As the flow of combat, Dark Souls III is an intermediate point between the speed of Bloodborne and the strength of the saga Souls . Your character can be as slow as you want, but many enemies simply not going to wait. Even some leaders, like Mr. Ice, is a beast like what you might find in the last installment of From Software, with lightning fast movements. Many bosses and enemies have complex sequences of fast attack that can only be overcome with great speed and reflexes: this is positive, gives a pacing himself to the game but you can tackle it with many different builds.
As for visual and stage design, Dark Souls III is also quite close to Bloodborne , at least for its graphics engine and visual effects. Abound multiple light sources, the scenes with candles, beasts consumed by darkness with zombies campiranos, etc. However, the tone of the Souls series is present, and Lovecraftian elemenos have disappeared in favor of Dark Fantasy . The more typical and original design element in this game is, however, the spectacular scenery. The environments are much more open (in size, not in design philosophy) and the views are stunning. Huge cathedrals, infinite spaces, larger than life itself castles. The game looks pretty good and gives a sense of fantasy more complete than Dark Souls II and gray gloomy and claustrophobic dungeons. In this, the game also takes a step forward.
Where the game does not step forward it is on the technical side, the game has unexplained falls framerate on all platforms, including PC. They have been reported across all platforms and even by other reviewers so I suspect that is a general problem of the game and its graphics engine.

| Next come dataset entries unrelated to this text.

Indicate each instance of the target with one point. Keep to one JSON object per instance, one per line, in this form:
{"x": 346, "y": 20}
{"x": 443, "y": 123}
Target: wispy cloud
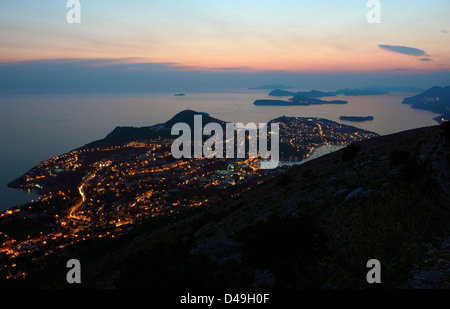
{"x": 400, "y": 70}
{"x": 242, "y": 68}
{"x": 405, "y": 50}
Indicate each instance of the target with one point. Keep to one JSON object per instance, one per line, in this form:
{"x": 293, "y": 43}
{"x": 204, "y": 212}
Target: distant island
{"x": 298, "y": 100}
{"x": 270, "y": 87}
{"x": 320, "y": 94}
{"x": 356, "y": 118}
{"x": 435, "y": 99}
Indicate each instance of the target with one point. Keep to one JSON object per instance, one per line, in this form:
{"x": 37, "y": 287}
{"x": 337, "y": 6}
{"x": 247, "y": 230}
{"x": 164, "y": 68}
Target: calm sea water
{"x": 36, "y": 128}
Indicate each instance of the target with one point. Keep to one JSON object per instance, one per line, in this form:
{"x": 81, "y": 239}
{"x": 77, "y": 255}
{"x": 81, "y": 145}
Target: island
{"x": 356, "y": 118}
{"x": 320, "y": 94}
{"x": 443, "y": 118}
{"x": 436, "y": 100}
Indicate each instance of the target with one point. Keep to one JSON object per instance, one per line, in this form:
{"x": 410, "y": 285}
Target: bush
{"x": 350, "y": 152}
{"x": 400, "y": 157}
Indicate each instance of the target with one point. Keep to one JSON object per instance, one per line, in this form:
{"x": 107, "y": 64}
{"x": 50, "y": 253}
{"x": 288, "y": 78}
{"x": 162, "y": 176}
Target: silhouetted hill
{"x": 187, "y": 116}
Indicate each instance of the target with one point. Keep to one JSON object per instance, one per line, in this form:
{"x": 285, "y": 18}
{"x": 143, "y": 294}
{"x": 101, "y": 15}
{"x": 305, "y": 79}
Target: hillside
{"x": 315, "y": 226}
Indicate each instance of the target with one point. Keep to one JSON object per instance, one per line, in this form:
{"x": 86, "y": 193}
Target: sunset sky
{"x": 320, "y": 36}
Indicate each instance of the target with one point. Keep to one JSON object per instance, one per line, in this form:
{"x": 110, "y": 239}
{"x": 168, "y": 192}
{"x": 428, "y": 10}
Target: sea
{"x": 34, "y": 128}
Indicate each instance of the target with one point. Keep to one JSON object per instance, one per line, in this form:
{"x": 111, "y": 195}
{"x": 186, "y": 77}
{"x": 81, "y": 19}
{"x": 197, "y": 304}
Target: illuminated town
{"x": 106, "y": 191}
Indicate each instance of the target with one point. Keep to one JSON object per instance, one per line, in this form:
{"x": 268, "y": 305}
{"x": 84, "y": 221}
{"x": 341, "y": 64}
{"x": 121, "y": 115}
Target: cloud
{"x": 242, "y": 68}
{"x": 405, "y": 50}
{"x": 400, "y": 70}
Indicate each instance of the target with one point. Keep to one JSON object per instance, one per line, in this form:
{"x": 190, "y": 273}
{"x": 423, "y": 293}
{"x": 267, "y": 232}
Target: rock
{"x": 446, "y": 246}
{"x": 340, "y": 193}
{"x": 354, "y": 193}
{"x": 443, "y": 264}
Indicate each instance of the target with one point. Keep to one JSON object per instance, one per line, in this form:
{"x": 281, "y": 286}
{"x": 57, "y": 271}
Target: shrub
{"x": 400, "y": 157}
{"x": 350, "y": 152}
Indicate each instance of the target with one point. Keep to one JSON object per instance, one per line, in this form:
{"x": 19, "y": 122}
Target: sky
{"x": 245, "y": 41}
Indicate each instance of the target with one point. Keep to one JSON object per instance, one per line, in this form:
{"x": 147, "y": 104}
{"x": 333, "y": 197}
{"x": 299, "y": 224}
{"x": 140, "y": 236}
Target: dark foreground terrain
{"x": 314, "y": 226}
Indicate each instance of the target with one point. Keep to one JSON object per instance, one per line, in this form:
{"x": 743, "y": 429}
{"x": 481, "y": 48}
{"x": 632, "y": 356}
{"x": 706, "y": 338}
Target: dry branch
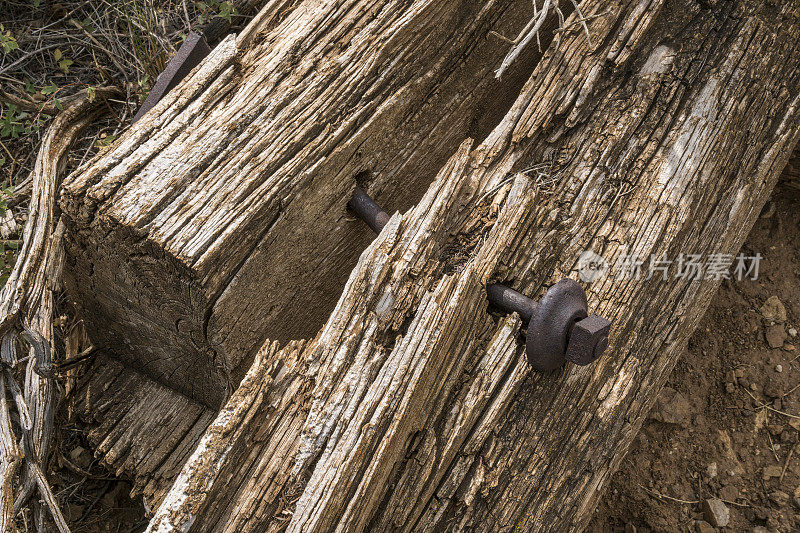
{"x": 27, "y": 306}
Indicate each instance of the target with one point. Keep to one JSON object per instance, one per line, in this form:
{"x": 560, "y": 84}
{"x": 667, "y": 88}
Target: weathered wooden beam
{"x": 219, "y": 219}
{"x": 413, "y": 408}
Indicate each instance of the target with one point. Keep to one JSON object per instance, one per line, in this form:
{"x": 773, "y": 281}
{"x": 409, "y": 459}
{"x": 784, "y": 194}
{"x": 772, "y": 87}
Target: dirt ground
{"x": 719, "y": 451}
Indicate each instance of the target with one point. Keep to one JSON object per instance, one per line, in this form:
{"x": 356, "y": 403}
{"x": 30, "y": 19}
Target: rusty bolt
{"x": 558, "y": 327}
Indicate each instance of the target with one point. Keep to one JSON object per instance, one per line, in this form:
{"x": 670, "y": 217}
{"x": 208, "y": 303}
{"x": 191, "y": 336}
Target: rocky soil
{"x": 719, "y": 451}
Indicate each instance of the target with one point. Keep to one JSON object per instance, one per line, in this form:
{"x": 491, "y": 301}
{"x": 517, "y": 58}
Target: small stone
{"x": 716, "y": 512}
{"x": 773, "y": 389}
{"x": 772, "y": 471}
{"x": 773, "y": 310}
{"x": 701, "y": 526}
{"x": 775, "y": 335}
{"x": 672, "y": 408}
{"x": 779, "y": 497}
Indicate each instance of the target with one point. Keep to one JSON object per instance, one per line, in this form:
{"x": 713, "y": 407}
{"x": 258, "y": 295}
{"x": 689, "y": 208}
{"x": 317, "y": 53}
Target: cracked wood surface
{"x": 138, "y": 428}
{"x": 413, "y": 409}
{"x": 219, "y": 221}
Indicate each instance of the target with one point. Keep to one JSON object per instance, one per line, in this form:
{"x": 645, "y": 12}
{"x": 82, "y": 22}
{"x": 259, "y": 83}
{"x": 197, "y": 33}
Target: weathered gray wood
{"x": 27, "y": 301}
{"x": 413, "y": 409}
{"x": 140, "y": 429}
{"x": 219, "y": 219}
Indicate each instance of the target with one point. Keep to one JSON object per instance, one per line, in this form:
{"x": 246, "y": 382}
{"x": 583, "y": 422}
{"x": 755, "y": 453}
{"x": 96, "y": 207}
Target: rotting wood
{"x": 27, "y": 305}
{"x": 218, "y": 220}
{"x": 417, "y": 411}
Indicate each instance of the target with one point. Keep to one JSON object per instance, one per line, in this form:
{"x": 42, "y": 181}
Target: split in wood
{"x": 559, "y": 326}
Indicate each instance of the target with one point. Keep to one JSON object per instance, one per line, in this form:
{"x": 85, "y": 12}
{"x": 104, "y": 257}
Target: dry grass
{"x": 49, "y": 52}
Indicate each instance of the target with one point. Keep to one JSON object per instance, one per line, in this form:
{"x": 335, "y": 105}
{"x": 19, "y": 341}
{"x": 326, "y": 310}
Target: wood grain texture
{"x": 140, "y": 429}
{"x": 413, "y": 408}
{"x": 219, "y": 219}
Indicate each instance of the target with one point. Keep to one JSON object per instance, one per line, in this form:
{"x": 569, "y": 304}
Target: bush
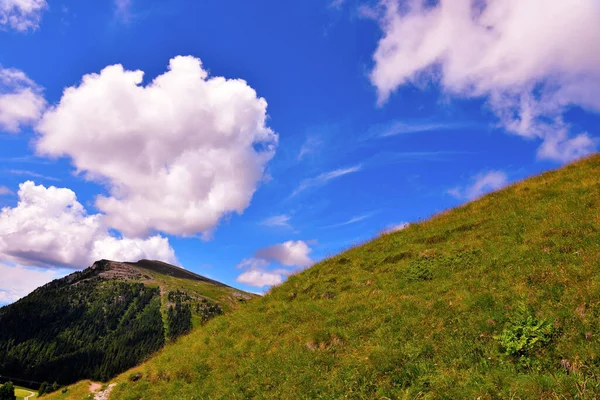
{"x": 7, "y": 391}
{"x": 420, "y": 271}
{"x": 525, "y": 334}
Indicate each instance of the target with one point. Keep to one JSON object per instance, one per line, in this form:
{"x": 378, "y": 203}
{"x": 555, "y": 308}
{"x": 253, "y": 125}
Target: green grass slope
{"x": 497, "y": 299}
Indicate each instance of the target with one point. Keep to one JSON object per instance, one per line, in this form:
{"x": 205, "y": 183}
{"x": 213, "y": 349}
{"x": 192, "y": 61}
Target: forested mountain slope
{"x": 105, "y": 319}
{"x": 499, "y": 298}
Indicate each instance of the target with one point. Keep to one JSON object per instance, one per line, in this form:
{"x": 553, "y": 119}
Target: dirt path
{"x": 94, "y": 387}
{"x": 29, "y": 396}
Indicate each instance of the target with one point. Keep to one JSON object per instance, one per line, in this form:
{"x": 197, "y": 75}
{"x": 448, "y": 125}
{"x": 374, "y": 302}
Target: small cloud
{"x": 351, "y": 221}
{"x": 18, "y": 281}
{"x": 258, "y": 278}
{"x": 310, "y": 146}
{"x": 22, "y": 15}
{"x": 336, "y": 3}
{"x": 32, "y": 174}
{"x": 123, "y": 10}
{"x": 277, "y": 221}
{"x": 481, "y": 184}
{"x": 288, "y": 254}
{"x": 21, "y": 99}
{"x": 396, "y": 227}
{"x": 324, "y": 178}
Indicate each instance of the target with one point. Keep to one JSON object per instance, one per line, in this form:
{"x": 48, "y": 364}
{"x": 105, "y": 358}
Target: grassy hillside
{"x": 499, "y": 298}
{"x": 105, "y": 319}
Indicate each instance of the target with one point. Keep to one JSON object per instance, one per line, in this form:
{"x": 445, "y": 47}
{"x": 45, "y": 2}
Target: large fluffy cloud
{"x": 21, "y": 100}
{"x": 289, "y": 254}
{"x": 177, "y": 154}
{"x": 532, "y": 60}
{"x": 49, "y": 227}
{"x": 21, "y": 15}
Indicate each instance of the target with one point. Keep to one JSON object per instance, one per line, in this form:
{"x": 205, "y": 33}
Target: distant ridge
{"x": 171, "y": 270}
{"x": 95, "y": 323}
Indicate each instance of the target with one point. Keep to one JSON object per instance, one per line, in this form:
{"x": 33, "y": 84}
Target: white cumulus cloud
{"x": 289, "y": 254}
{"x": 21, "y": 100}
{"x": 531, "y": 59}
{"x": 481, "y": 184}
{"x": 21, "y": 15}
{"x": 177, "y": 154}
{"x": 50, "y": 228}
{"x": 260, "y": 278}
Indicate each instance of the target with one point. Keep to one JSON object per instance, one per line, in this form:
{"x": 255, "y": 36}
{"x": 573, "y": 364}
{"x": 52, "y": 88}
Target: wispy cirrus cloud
{"x": 325, "y": 177}
{"x": 277, "y": 221}
{"x": 351, "y": 221}
{"x": 407, "y": 127}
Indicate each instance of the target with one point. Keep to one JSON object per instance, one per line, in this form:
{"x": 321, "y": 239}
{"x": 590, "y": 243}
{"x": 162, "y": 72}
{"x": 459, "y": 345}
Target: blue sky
{"x": 378, "y": 115}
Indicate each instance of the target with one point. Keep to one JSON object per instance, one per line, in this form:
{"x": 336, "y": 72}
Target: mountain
{"x": 105, "y": 319}
{"x": 499, "y": 298}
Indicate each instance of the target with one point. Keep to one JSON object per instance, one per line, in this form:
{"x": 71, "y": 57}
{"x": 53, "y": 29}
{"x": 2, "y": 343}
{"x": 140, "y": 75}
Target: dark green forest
{"x": 90, "y": 329}
{"x": 99, "y": 322}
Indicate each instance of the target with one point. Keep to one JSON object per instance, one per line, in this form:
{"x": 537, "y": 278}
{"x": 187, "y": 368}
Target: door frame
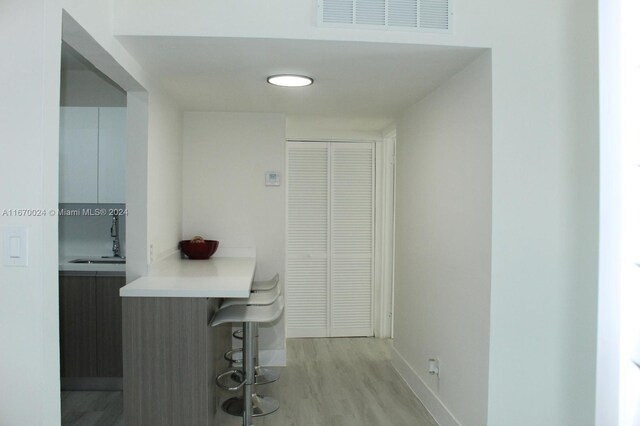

The game’s final moments feel like an elegantly written love letter to the lore friends who have been combing through the series item descriptions for years. I can’t definitively answer the question of whether this game serves as a solid conclusion to the series because of its multiple endings, but it sure as hell feels like the end of an era.
As the final game in the series, Dark Souls III delivers a fantastic, no holds barred, 30-hour experience that will satisfy longtime fans. Dark Souls III polishes its gameplay mechanics to a shine, and delivers the lore in droves to those who hunger for it – the perfect mix for an action RPG.